The impact of immigration on Thailand's economy
In recent decades, Thailand has been an attractive destination for immigrant workers due to its relatively high wages and economic growth. A joint paper by the International Labour Organization and the OECD Development Centre looks at the impact immigration has had on the country’s economy.
“Immigration’s positive effects far outweigh any negative impact,” writes Amelie F. Constant “…Instead, migrants often complement native workers or accept jobs that natives don’t want or can’t do.”
This supports the findings of the report which says foreign-born and native-born workers in Thailand integrate very differently in the labor market.
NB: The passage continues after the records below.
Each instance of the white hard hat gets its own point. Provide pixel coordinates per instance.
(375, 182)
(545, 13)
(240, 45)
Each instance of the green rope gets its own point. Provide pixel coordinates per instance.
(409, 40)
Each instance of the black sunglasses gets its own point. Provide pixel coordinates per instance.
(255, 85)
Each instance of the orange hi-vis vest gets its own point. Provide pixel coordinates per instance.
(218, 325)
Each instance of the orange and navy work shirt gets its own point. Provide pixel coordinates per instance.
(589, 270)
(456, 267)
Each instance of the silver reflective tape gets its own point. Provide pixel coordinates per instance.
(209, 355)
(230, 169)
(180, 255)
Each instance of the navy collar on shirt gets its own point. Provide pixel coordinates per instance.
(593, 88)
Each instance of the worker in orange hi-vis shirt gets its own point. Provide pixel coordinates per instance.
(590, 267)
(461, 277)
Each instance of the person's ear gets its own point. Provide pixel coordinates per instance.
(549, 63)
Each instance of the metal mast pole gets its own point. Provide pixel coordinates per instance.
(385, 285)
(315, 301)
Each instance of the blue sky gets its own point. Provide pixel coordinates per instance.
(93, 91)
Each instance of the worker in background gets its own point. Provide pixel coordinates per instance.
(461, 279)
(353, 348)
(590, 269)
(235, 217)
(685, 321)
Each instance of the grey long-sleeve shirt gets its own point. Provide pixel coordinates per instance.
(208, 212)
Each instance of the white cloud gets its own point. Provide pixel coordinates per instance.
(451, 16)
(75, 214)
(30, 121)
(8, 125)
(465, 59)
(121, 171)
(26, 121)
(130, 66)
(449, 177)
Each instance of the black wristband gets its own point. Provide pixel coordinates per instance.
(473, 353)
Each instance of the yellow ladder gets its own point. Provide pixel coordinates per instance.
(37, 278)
Immigrant workers are relatively young and active in many fast-growing occupations, which seems to confirm that immigration mostly responds to demand for labor. They are also younger than their native cohorts, and more likely to be employed, filling labor shortages which have arisen from the aging Thai workforce.
When assessing the impact migrant workers had on employment opportunities for native-born Thai workers, the report found that there was no impact on employment levels. However, the presence of immigrants does affect the composition of employment, and in particular seems to positively increase the number of native-born workers in paid employment.
According to the report, immigrant workers are active in all sectors of the economy, particularly in the industrial sectors. In 2010, one in every eight workers in manufacturing was an immigrant. Foreign-born workers were also overrepresented in construction as well as in some service sectors.
Given the sectoral distribution of workers and their productivity, the economic contribution of immigrant workers is estimated to range from 4.3% to 6.6% of GDP in 2010, while they represented 4.7% of the employed population.
Constant says, “…the quantitative evidence shows that, overall, immigrants do not take native workers’ jobs in the long term and that they stimulate job creation through increased production, self-employment, entrepreneurship, and innovation. They also provide opportunities for native workers to upgrade their occupation and specialize in higher-skill jobs.”
Thailand became a net migration country in the early 1990s. Over a period from 2000 to 2010, the foreign-born population increased by a factor of ten from 263,000 to 2.5 million people.
While the rights of immigrant workers have progressed, specifically in health care, social security, and education, they remain vulnerable.